A couple of months ago, someone posted a front axle shock absorber that would eliminate shimmy. They also send me a personal email, because I had mentioned this problem. I can’t find it in the data base. I thought it was Al Fisher, but it wasn’t him. Can anyone tell me who this is/was?
Hi Tony,
That was posted by Bob Bujak.
If you go to the Emporium page, click the Search button at the top of the page and enter “front axle” (include the quote marks), it will show you the ad that Bob ran in the Emporium in February.
Paul
Tony,
Are you having shimmy issues on the ’31 or the ’36? When does it come on and is it a new problem?
Bill
I’ve never tried one, but if you go to an RV dealership, they sell clamp-on front axle shock absorbers. May not look original, but none will. Not an expert, but would think that front end shimmy is a result of other issues. Hi to all. David Coco Winchester Va.
I don’t remember when it started. It could have been after I replaced the forty year old Martin 7 plies. It occurs at 40mph, and you can drive through it. Rapid acceleration through 40mph seems to bypass the phenomenon. If it were at 60, who cares. A lot of driving is done at 40. I think one kingpin is a little sloppy, not bad enough to monkey with along with my other current projects, moving, etc.
The first thing I’d check is tire pressure. I run 45 lbs in my ’31 Model 42.
If that doesn’t do it you can try about 1/4 turn on your tie rod in the direction of decreasing toe in. I had a nasty shimmy on my ’31 that started at about thirty and I had to slow to 5 mph before it went away. A friend suggested that I try the 1/4 turn and I mistakenly went the wrong way and increased the toe in. The shimmy was immediately WORSE, so I knew I had something. I wound up with a 1/3 turn adjustment to reduce toe-in and the shimmy was gone until my tire pressures dropped below 40 lbs. and then I’d get a hint of it again. My kingpins and tie rods are all tight, by the way.
Food for thought.
Bill
I made a few brackets, and just threw a GM pick-up truck unit on my ’33 836…behind the axle, of course, so you can’t see it. Bob Bujak’s deal may, however, be the path of least resistance.
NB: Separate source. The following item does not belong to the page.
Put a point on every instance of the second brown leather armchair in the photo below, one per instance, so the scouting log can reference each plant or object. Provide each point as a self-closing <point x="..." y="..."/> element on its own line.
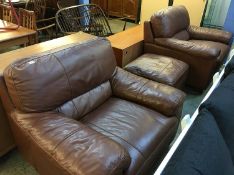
<point x="74" y="112"/>
<point x="169" y="33"/>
No doubt…you’ll be happy with the results.
Steven Rossi
East Haddam, CT
I ran into this when I tried to change the caster angle to make the car easier to steer. It seemed that any change to the positive made the car very shimmy prone. I tried changing the toe in but it didn’t seem to change much. I was running 45lbs in the tires. Ended up I had to take all the wedges out and run neutral caster to get it to work right.
The car has pretty heavy steering and I really wanted to get it lighter so Dot could drive it.
I think I may try changing the castor again and installing a damper to quiet the steering down. It seems pretty straight forward to clamp off between the axle and tie rod.
You mentioned that this came about right sfter changing out the old tires. Try having the new tires properly balanced, preferably with the “Hunter System” — they can balance lug-centric, or can balance the entire rotating assembly on the car — a bit more expensive than conventional, but then so are our cars – and so worth it !!